Lipcowe popołudnie roku 1938. Willa przy Eisworthy Road 39 w Londynie wygrzewa się w słońcu, ale światło nie wlewa się do środka, bo okna zasłonięto aksamitnymi kotarami. Pokój na parterze tonie w obłokach dymu z papierosów. Stefan Zweig – pisarz, Edward James – poeta i Salvador Dali – malarz, okupują sofę. Pod stopami mają perski dywan, za plecami turecki kilim, przed sobą uczonego. 82-letni psychoanalityk Zygmunt Freud siedzi przy biurku zwrócony tyłem do ogrodu. W kloszu lampy brzęczy uwięziona mucha, mol o muślinowych skrzydłach zerka z akwaforty w drewnianej oprawie, a luki na regale z książkami przypominają o niedawnej ucieczce Freudów z Wiednia. Nagle kot zeskakuje ze skórzanego chesterfielda, poeta zrywa się z kanapy, a 34-letni malarz Dali rozkłada na kolanach szkicownik i łamanym angielskim pyta:

– Czy mogę pana narysować?

– Anno, przynieś no mi potwora – cedzi Freud i potakująco kiwa głową.
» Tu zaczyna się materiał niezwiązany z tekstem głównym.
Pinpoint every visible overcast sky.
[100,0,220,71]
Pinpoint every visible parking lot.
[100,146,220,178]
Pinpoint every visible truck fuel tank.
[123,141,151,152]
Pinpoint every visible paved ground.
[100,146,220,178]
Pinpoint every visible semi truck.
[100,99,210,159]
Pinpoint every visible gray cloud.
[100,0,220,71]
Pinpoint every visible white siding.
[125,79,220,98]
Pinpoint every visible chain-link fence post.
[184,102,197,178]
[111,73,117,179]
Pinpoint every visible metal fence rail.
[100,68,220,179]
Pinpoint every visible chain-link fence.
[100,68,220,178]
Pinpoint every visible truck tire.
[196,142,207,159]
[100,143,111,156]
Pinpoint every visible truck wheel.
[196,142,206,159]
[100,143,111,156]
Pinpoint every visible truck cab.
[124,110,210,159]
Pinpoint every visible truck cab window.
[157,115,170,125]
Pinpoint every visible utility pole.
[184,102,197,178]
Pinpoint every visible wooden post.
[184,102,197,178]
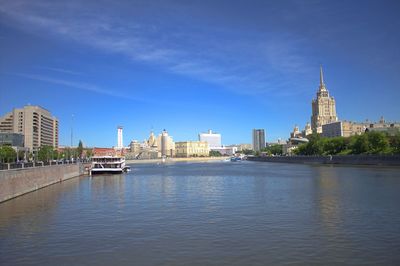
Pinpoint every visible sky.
[0,0,400,147]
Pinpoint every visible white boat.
[90,156,130,175]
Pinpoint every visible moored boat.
[90,156,130,175]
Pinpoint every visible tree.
[38,145,54,162]
[0,146,17,163]
[76,140,83,158]
[296,133,326,155]
[365,131,390,154]
[389,132,400,154]
[323,137,346,155]
[86,149,93,158]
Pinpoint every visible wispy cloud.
[0,0,318,95]
[7,73,145,102]
[36,66,83,76]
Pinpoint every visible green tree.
[38,145,54,162]
[297,133,325,155]
[86,149,93,158]
[389,132,400,154]
[365,131,390,154]
[0,146,17,163]
[323,137,347,155]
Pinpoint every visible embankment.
[126,157,230,164]
[248,155,400,166]
[0,164,85,202]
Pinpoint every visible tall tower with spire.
[311,66,338,133]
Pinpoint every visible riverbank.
[248,155,400,166]
[125,156,230,164]
[0,163,86,203]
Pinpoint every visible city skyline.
[0,1,400,147]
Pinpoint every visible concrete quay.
[0,163,87,203]
[247,154,400,166]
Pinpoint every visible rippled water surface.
[0,162,400,265]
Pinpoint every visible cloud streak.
[0,0,318,95]
[7,73,145,102]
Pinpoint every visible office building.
[311,66,338,133]
[199,130,222,149]
[0,105,59,151]
[253,129,265,151]
[175,141,210,157]
[157,129,175,157]
[117,126,124,149]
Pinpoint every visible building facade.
[311,66,338,133]
[253,129,265,151]
[322,117,400,138]
[175,141,210,157]
[210,146,238,156]
[157,129,175,157]
[117,126,124,149]
[0,133,25,148]
[199,130,222,149]
[0,105,59,151]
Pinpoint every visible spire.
[319,65,325,87]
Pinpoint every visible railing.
[0,160,90,171]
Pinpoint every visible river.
[0,162,400,265]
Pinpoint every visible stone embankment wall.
[248,155,400,166]
[0,164,85,202]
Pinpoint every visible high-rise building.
[253,129,265,151]
[157,129,175,157]
[0,105,58,151]
[311,66,338,133]
[199,130,222,149]
[117,126,124,149]
[175,141,210,157]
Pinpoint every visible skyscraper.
[253,129,265,151]
[0,105,58,151]
[157,129,175,157]
[199,129,222,149]
[311,66,338,133]
[117,126,124,149]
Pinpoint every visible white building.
[117,126,124,149]
[157,129,175,157]
[199,129,222,150]
[253,129,265,151]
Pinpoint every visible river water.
[0,162,400,265]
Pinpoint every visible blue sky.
[0,0,400,146]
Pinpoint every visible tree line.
[0,141,92,163]
[294,131,400,155]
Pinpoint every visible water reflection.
[0,178,81,237]
[315,166,341,233]
[0,162,400,266]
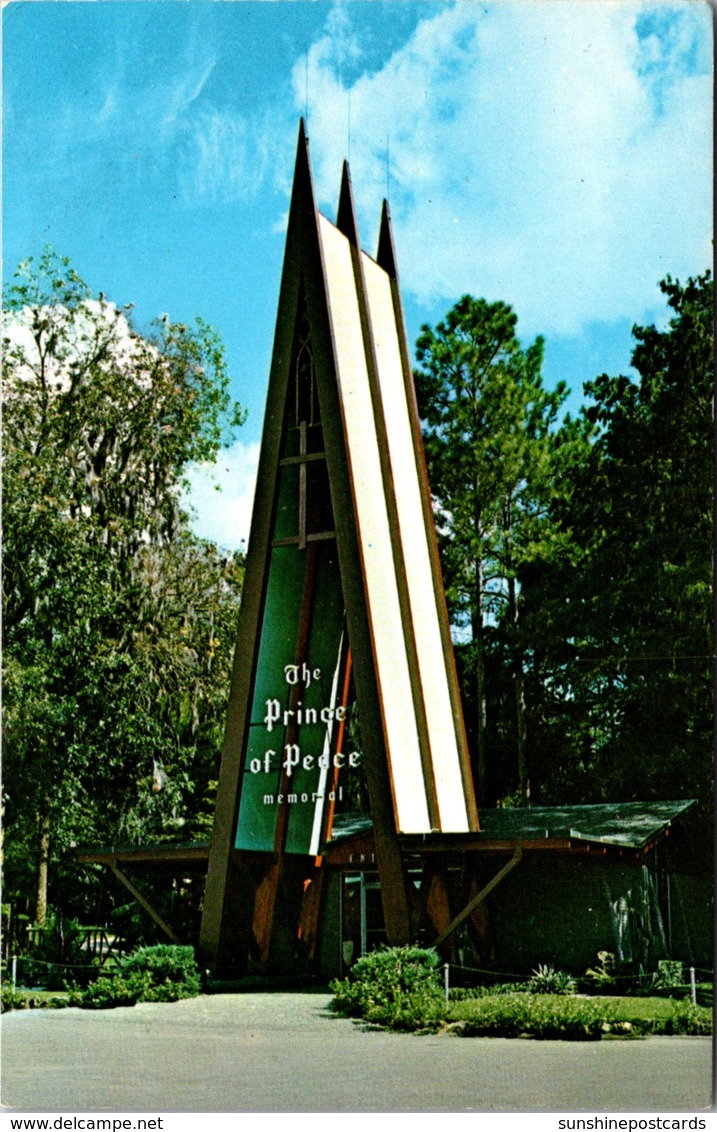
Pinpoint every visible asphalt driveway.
[2,993,712,1113]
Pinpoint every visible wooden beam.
[109,860,181,943]
[433,846,523,947]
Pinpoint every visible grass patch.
[331,947,712,1041]
[446,993,712,1040]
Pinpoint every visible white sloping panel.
[319,216,430,833]
[362,255,469,833]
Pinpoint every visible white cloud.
[183,440,259,550]
[293,0,711,335]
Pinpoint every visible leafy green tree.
[2,251,242,923]
[416,295,574,804]
[532,274,714,801]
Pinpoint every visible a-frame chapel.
[200,117,478,967]
[78,125,711,979]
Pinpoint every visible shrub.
[119,944,202,1002]
[449,994,606,1041]
[528,963,578,994]
[79,944,202,1010]
[79,971,152,1010]
[652,959,684,987]
[331,947,444,1029]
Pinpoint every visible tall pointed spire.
[376,199,398,280]
[336,161,359,247]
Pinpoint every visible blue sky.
[2,0,712,546]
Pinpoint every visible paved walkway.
[2,993,711,1113]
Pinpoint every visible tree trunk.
[35,798,50,927]
[507,577,530,806]
[471,550,488,806]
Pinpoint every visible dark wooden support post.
[433,846,523,947]
[110,860,181,943]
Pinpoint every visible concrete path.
[2,993,712,1113]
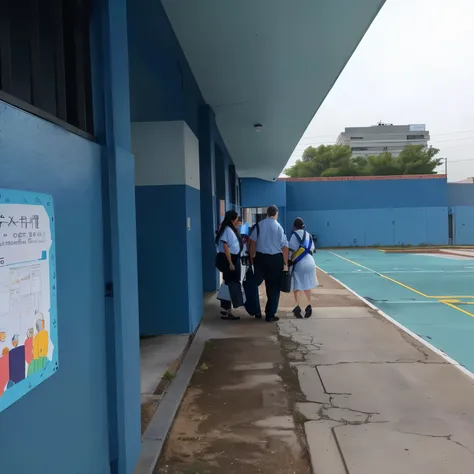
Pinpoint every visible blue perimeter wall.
[242,176,474,247]
[127,0,237,335]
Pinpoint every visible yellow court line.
[375,272,429,298]
[329,252,474,302]
[439,300,474,318]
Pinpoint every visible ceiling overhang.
[162,0,385,180]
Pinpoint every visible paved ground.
[316,249,474,376]
[279,268,474,474]
[156,275,474,474]
[140,335,189,434]
[155,304,311,474]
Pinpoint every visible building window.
[0,0,93,134]
[229,165,237,204]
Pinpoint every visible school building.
[0,0,384,474]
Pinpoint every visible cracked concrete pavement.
[278,274,474,474]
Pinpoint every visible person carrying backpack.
[288,217,319,319]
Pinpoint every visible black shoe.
[221,311,240,321]
[265,316,280,323]
[293,305,303,319]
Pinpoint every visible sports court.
[315,249,474,372]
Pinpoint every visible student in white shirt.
[216,211,243,321]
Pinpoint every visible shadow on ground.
[155,335,311,474]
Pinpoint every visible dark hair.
[216,211,243,251]
[293,217,305,230]
[267,206,278,217]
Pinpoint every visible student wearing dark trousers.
[216,211,243,321]
[249,206,288,322]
Za drzwiami słychać krzątaninę, w progu staje córka i kładzie na blacie zawiniątko.

(Zimą 1923 roku lekarze rozpoznali u Freuda leukoplakię. Przez szesnaście długich lat przeszedł trzydzieści trzy operacje. Wraz z kolejnymi cięciami i naświetlaniami jego policzek zmieniał się w jątrzącą i cuchnącą jamę. Czeluść zawalona była odłamkami zębów i zmiażdżonymi kośćmi utopionymi w grzęzawisku rozpadłych dziąseł. W martwiczym bagnie taplały się też grudki migdałków, strzępy strun głosowych i nadgnite sznurówki nerwów. Filozof maskował rozpadlinę protezą. Tę trzeszczącą i chroboczącą wkładkę nazywał „potworem”).

Pożółkły papier na kolanach Dalego obrasta kreskami, kreseczkami i siatkami. Z delikatnych linii układa się podobizna: krótka twarz, jakby ściągnięta fastrygą, związana niewidzialną nicią przewleczoną przez wystającą brodę i czoło. Zamiast warg pozioma kreska, nos zgięty w pałąk; służy już tylko za podpórkę dla okularów w metalowych oprawkach. Czoło to pofałdowana tkanina, oczu nie ma. Zacierają się pod szkłami. Zresztą cała postać się rozmywa, gubi kontury, traci granice. Zweig zagląda malarzowi przez ramię. Na obrazie widzi śmierć.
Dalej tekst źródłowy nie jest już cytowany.